Chinese boost for Scotch whisky industry
- 7 November 2010
- From the section Scotland
The Scotch whisky industry is set for a multi-million pound boost after securing greater legal protection for the brand in China.
UK Business Secretary Vince Cable is to sign an agreement with Chinese officials which will recognise the brand as whisky produced in Scotland.
It means Scotch whisky on sale in China can only be sold according to UK rules.
The UK government estimates the deal could increase sales by tens of millions of pounds a year.
Under the agreement, Scotch whisky will be granted geographical indication of origin status, which officials said would give consumers greater certainty that the product bought was genuine.
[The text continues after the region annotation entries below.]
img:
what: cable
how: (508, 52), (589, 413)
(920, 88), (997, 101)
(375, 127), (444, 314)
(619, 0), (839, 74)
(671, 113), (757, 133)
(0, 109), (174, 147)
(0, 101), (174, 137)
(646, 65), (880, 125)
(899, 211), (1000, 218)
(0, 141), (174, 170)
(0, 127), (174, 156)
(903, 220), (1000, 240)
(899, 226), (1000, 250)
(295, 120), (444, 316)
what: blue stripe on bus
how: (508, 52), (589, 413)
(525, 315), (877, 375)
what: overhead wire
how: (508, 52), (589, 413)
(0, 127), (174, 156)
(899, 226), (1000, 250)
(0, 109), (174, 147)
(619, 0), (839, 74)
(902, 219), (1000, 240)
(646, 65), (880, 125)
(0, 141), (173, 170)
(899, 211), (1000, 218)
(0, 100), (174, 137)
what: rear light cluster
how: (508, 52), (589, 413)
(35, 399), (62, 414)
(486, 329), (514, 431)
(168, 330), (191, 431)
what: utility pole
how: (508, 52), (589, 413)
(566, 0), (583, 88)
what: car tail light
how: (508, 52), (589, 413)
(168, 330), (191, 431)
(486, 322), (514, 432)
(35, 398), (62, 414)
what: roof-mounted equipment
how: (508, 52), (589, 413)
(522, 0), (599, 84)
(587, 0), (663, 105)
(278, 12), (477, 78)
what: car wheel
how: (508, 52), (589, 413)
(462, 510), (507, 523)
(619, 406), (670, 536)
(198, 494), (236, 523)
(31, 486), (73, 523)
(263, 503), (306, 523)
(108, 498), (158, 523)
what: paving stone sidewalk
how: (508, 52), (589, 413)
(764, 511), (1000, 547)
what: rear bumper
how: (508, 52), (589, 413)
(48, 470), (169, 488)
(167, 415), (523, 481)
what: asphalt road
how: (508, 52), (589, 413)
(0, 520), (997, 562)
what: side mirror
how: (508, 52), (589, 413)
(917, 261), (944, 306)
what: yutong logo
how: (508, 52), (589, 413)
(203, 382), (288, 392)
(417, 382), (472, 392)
The Scotch Whisky Association (SWA) first applied to the Chinese government for geographical indication of origin status in 2007.
In 2009, First Minister Alex Salmond led a delegation with the SWA, Scottish Enterprise and the UK Ambassador in Beijing to press the case with Chinese officials. Mr Salmond returned again in July this year to help secure the designation.
In a market currently worth £80m a year, the SWA estimates sales in China will grow by 100% in the next four to five years as a result of the geographical indication registration.
Mr Cable said: "Scotch whisky is a brand recognised worldwide so it is important all consumers should have confidence that the product they are buying is genuine.
"This agreement means greater legal protection in China which will only help strengthen export sales of this successful Scottish product."
The registration followed co-operation between UK Trade and Investment, the Department for Environment, Food and Rural Affairs (Defra), the SWA and the British Embassy in Beijing.
UK Agriculture Minister Jim Paice said: "If it says Scotch whisky on the bottle, it will be Scotch whisky in the bottle in China's bars, restaurants, hotels and homes."